Le régime fiscal de la para-hôtellerie n’en finit pas d’occuper le législateur et les praticiens depuis l’avis rendu par le Conseil d’État le 5 juillet 2023, jugeant incompatible l’ancien article 261 D 4° du CGI à la directive européenne (lien vers notre brève sur cet avis).
Si la loi de finances pour 2024 a modifié le texte litigieux (lien vers notre brève sur cette réforme), le nouvel article 261 D 4° du CGI n’est applicable qu’à compter du 1er janvier 2024 et les affaires pendantes devant les juridictions (et sans doute pour quelques années encore) sont donc jugées sous l’empire de l’ancien texte, tel que réinterprété par l’avis du Conseil d’État.
La position est désormais d’une clarté relative : le juge ne peut pas se référer au seul seuil des 3 prestations sur 4 mais doit se livrer à une appréciation selon la méthode du faisceau d’indices « au cas par cas » en analysant « les conditions dans lesquelles cette prestation est offerte », dont « la durée minimale du séjour ».
C’est sur cet ancien texte, tel qu’interprété par l’avis, que la Cour administrative d’appel de Douai avait à se prononcer dans quatre situations d’espèces similaires (CAA Douai, 4ème ch., 22 février 2024, n°22DA01701, n°22DA01712, n°22DA01811 et n°23DA00583).
Plusieurs contribuables avaient acquis des immeubles en VEFA, destinés à être loués en meublés de tourismes et exploités par une société de gestion tierce.
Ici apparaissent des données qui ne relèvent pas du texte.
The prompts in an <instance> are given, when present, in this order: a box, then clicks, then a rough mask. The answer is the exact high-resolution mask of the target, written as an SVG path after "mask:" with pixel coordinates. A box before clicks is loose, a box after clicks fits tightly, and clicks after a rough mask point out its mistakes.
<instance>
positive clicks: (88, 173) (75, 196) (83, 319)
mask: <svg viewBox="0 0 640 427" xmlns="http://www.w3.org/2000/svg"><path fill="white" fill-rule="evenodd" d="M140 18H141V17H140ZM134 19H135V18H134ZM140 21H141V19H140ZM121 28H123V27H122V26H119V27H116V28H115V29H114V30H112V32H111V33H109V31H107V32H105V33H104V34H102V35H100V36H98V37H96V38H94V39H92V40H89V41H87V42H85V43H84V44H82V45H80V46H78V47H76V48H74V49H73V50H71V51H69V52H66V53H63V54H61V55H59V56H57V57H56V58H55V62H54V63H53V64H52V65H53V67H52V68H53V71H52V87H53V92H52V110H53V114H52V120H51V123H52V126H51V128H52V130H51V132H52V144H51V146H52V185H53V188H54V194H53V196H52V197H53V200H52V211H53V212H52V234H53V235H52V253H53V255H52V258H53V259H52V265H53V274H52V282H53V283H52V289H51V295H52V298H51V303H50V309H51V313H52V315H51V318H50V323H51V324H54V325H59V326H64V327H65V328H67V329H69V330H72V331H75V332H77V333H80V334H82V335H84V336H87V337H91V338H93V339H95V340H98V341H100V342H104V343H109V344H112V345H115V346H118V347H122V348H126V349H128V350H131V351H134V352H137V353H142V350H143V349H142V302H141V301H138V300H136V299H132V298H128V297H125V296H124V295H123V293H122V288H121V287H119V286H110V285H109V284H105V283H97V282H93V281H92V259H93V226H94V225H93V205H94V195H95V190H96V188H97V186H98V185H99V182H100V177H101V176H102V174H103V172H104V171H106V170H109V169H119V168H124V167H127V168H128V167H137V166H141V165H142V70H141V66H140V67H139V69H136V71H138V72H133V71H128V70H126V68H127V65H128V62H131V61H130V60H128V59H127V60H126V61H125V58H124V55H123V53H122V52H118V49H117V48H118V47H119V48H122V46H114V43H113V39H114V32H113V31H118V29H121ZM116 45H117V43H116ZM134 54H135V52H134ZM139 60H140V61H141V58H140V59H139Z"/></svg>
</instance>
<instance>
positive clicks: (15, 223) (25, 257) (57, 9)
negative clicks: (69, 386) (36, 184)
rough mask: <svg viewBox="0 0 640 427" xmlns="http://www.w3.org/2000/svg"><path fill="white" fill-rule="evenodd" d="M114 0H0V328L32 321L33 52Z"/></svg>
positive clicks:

Estimant que l’activité de location en meublé ainsi exercée entrait dans le champ d’application de la TVA les contribuables ont obtenu le remboursement de la TVA ayant grevé l’achat des biens immobiliers.
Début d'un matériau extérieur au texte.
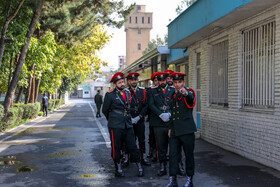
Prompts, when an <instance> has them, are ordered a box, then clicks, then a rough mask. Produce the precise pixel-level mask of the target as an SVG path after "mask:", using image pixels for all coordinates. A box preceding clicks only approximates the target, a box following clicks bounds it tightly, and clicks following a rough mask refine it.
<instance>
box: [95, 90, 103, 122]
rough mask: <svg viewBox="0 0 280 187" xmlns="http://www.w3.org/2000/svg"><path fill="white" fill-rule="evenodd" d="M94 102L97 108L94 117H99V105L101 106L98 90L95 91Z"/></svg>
mask: <svg viewBox="0 0 280 187" xmlns="http://www.w3.org/2000/svg"><path fill="white" fill-rule="evenodd" d="M94 102H95V104H96V107H97V113H96V117H97V118H98V117H101V115H100V109H101V105H102V95H100V90H97V94H96V95H95V96H94Z"/></svg>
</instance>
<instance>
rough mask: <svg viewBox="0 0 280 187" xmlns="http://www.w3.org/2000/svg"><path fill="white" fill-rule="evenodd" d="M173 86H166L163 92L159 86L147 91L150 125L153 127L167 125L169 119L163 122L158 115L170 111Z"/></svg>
mask: <svg viewBox="0 0 280 187" xmlns="http://www.w3.org/2000/svg"><path fill="white" fill-rule="evenodd" d="M174 90H175V89H174V88H172V87H169V86H167V87H166V91H165V94H164V93H163V91H162V88H161V87H160V86H158V87H156V88H151V89H150V91H149V94H148V95H149V99H148V100H149V109H150V111H151V113H150V125H151V126H153V127H169V125H170V123H171V121H169V122H163V121H162V120H161V118H160V117H159V116H160V115H161V114H162V113H171V108H170V105H171V101H172V96H173V94H174Z"/></svg>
Mais à l’issue de vérifications de comptabilité, l’administration fiscale a estimé, au contraire, que l’activité était exonérée de TVA, remettant alors en cause les remboursements ainsi obtenus. Pour ce faire, le service estimait que, si le tiers exploitant proposait la fourniture à la clientèle du linge de maison ainsi qu’un service de réception, il n’assurait, en revanche, ni la fourniture de petits-déjeuners, ni le nettoyage régulier des locaux dans des conditions similaires aux hôtels professionnels.
Ce raisonnement est censuré par la Cour administrative de Douai qui, reprenant l’avis du Conseil d’État, se livre à une appréciation in concreto de la situation d’espèce, et pas seulement au regard des critères de l’article 261 D du CGI.
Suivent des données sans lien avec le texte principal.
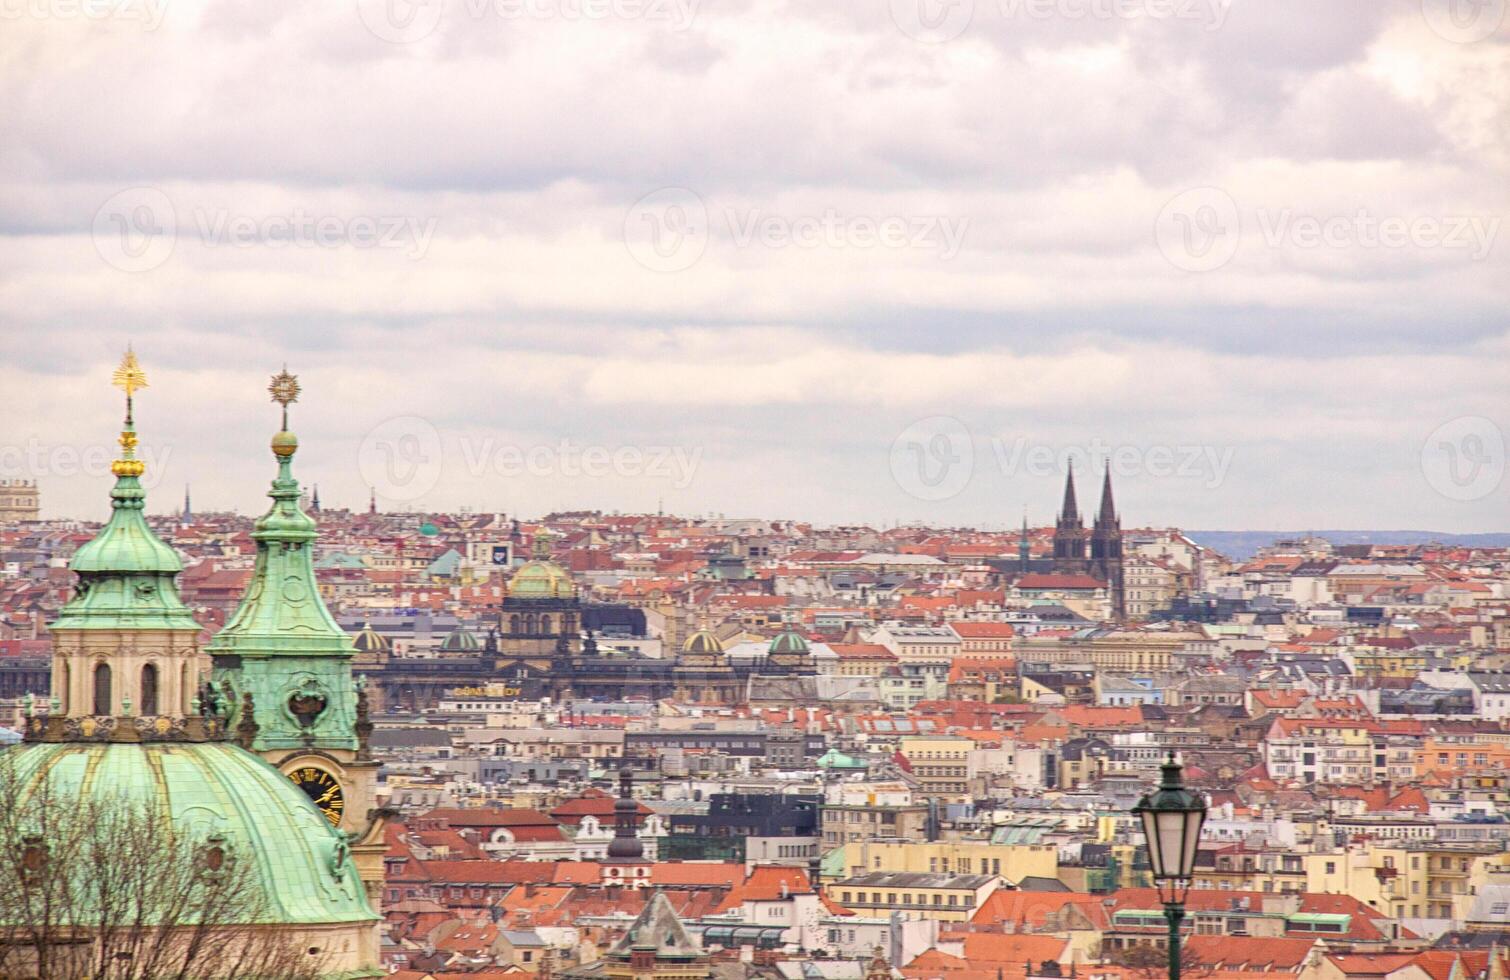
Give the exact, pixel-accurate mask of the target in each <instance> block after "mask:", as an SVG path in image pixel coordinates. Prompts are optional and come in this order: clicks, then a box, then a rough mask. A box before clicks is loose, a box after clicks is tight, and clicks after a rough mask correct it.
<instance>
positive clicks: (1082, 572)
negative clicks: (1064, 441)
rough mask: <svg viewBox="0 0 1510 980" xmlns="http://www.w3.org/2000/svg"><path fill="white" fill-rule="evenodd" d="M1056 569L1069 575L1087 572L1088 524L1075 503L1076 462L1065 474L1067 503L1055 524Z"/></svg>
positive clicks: (1054, 562)
mask: <svg viewBox="0 0 1510 980" xmlns="http://www.w3.org/2000/svg"><path fill="white" fill-rule="evenodd" d="M1054 571H1057V572H1062V574H1068V575H1075V574H1084V572H1086V525H1084V524H1083V522H1081V519H1080V507H1078V506H1077V504H1075V464H1071V465H1069V473H1066V474H1065V504H1063V506H1062V507H1060V510H1059V521H1057V522H1055V524H1054Z"/></svg>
Le premier élément déterminant aux yeux des juges de la CAA résulte de la durée du séjour. Pour qualifier une concurrence avec le secteur hôtelier, les juges relèvent que :
« la location du logement meublé (…) était disponible à la nuitée et qu’au demeurant les réservations au sein de la résidence de vacances concernaient majoritairement des courts séjours dont la durée moyenne s’établissait à trois nuitées environ au cours de la période en litige ».
À ce premier élément s’ajoute la présence de trois des services de l’article 261 D, en l’espèce le nettoyage des locaux en début et en fin de séjour, l’existence de prestations de réception téléphonique et d’accueil sur place ainsi que la fourniture du linge de maison.
La Cour retient un troisième et dernier élément en constatant, « au surplus », que l’activité « s’exerçait dans un secteur particulièrement touristique », confirmant par là même le caractère non exhaustif des indices énoncés par le Conseil d’État dans son avis du 5 juillet dernier.
Selon la juridiction, la combinaison de ces éléments entraînait une concurrence potentielle avec les entreprises hôtelières et partant, l’assujettissement de l’activité litigieuse à la TVA.
Ces quatre arrêts confirment donc que l’évaluation de l’exonération de la TVA est fondée sur une analyse empirique et souvent imprévisible. La nouvelle rédaction de l’article 261 D 4° du CGI ne nous semble pas apporter plus de sécurité juridique pour les contribuables, tenus désormais de prévoir l’appréciation casuistique qu’un juge portera peut-être un jour sur leur activité.
CAA Douai, 4ème ch., 22 février 2024, n°22DA01701, n°22DA01712, n°22DA01811 et n°23DA00583.